In order that the maximum good can be secured with the minimum danger, the streams must be kept clean and the camps in perfect sanitary condition. This, however, is not always the case. Indeed, many of the streams are polluted to a superlative degree and the camps along them are reeking with filth. This is often the result of conditions grow

ing so gradually as hardly to be noticed by the proprietor or those using the camp. The results of polluted water and bad sanitary conditions are the same whether the conditions arise from ignorance, carelessness, or greed, and these results are frequently a siege of typhoid fever.

The Board desires to encourage life in the open air, firmly believing that such a life will do more for the general health of the people than any other thing; but it believes it to be its duty to warn against such resorts and localities as persistently refuse to better their sanitary conditions and hence endanger life. It is not our intention to publicly denounce any place until it has been investigated and notified and then refuses or neglects to remedy the defect.

It is encouraging to notice that most proprietors are willing and anxious to adopt any proposition that will better the condition of their resort. Some are rebellious and bluntly refuse to do anything.

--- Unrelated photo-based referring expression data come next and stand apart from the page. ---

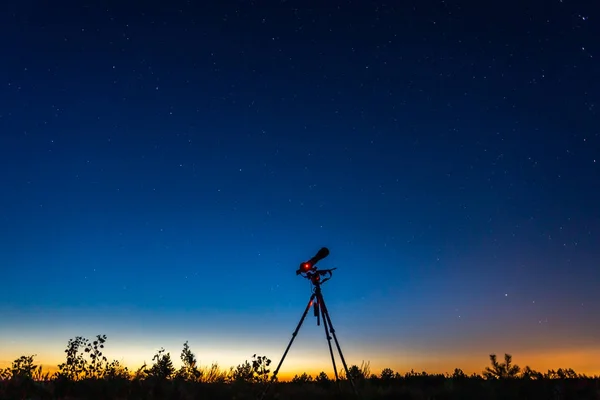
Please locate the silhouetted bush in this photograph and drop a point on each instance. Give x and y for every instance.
(87, 374)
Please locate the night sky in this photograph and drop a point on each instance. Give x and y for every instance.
(166, 166)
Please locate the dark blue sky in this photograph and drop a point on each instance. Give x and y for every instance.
(166, 166)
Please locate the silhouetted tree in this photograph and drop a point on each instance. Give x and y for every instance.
(304, 378)
(76, 365)
(387, 374)
(162, 368)
(24, 368)
(501, 370)
(242, 373)
(114, 370)
(97, 364)
(189, 370)
(458, 374)
(260, 368)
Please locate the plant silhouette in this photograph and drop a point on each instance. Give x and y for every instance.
(163, 368)
(86, 373)
(503, 370)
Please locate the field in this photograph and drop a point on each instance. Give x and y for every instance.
(87, 374)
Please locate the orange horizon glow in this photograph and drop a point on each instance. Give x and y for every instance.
(581, 361)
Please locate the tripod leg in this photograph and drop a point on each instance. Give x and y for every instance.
(289, 345)
(337, 344)
(325, 325)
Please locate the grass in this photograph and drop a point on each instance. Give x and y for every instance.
(87, 374)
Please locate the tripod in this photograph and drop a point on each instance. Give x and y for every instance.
(316, 301)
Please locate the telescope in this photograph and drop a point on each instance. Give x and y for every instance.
(308, 269)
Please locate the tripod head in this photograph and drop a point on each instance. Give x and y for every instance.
(309, 270)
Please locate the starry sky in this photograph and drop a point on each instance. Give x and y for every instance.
(166, 166)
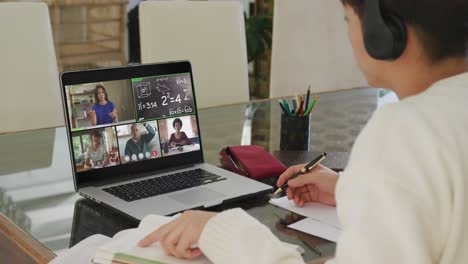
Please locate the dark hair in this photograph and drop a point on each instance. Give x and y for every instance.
(103, 89)
(96, 133)
(441, 25)
(177, 120)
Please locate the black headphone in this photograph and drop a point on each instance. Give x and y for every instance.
(385, 35)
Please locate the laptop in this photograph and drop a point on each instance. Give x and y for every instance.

The policy of the Board will be to thoroughly inform itself as to the facts, notify the parties in charge of any needed sanitary improvements, and wait a reasonable time for an effort at compliance. If not made in good faith publicity will be made of the conditions and where necessary the laws will be enforced. The Board is frequently consulted by parties. desiring to know the healthfulness of the different localities, and it will strive to be posted and give reliable information.

It is interesting to know that the necessity of keeping our streams clean and pure has strong advocates outside the health departments. The following from Josephine Kinney Walker, chairman of the Purity of Streams Committee of the California Club of San Francisco, should be read by everybody, and no one can tell how many lives would be saved if its warnings were heeded:

Children:

A PLEA FOR PURE STREAMS.

Notice the beauty of the flowing streams; think well about their uses. Cultivate a respect for them; they are nature's irrigation plants, homes of the fish, delight of the birds, water-carriers for man and beast, singing as they serve.

Running waters are life-savers. Throw nothing into them to contaminate, poison, and make them life-destroyers. It is selfish, vulgar, even criminal.

Picknickers:

Your enjoyment is lacking without the streams; why destroy their fringed edges, spoil their shade, or render water unsightly with trash?

Campers:

Dig holes to receive all rubbish; neutralize and bury, or burn refuse. Do not burden the streams with it. The birds may claim a share of broken food. Leave no fires unattended.

Housekeepers:

Empty no tubs, cleanings of either fish, fowl, animal, fruit, vegetable, or dairy into your adjacent stream, even though dry. It is not dry in winter.

Farmers:

Do not use arroyos or dry chasms for vaults, looking to storms to cleanse them. Think of your neighbor below. Consider the milk supply and the poisoned water for the stock. Resolve or burn, and fertilize. Try changing stable waste heap and corral yearly and absorb drainage into rank growth of field corn or pumpkins. These will pay you, besides protecting the streams. Study the Pasadena sewer-farm methods. Change and growth purify, and nothing is lost.

Farms, Schools, Summer Resorts, Camp Grounds, Logging and Mining Camps, Villages: Allow no drains to reach your streams. India gives us warning. Surface sewage, unresolved, has poisoned her soil and her waters.

The early inhabitants of America gave to the waters due respect. Indian shellmounds and bone-heaps stand as monuments to their care of the streams.

From dripping spring or mountain glacier to the sea, our streams call for protection.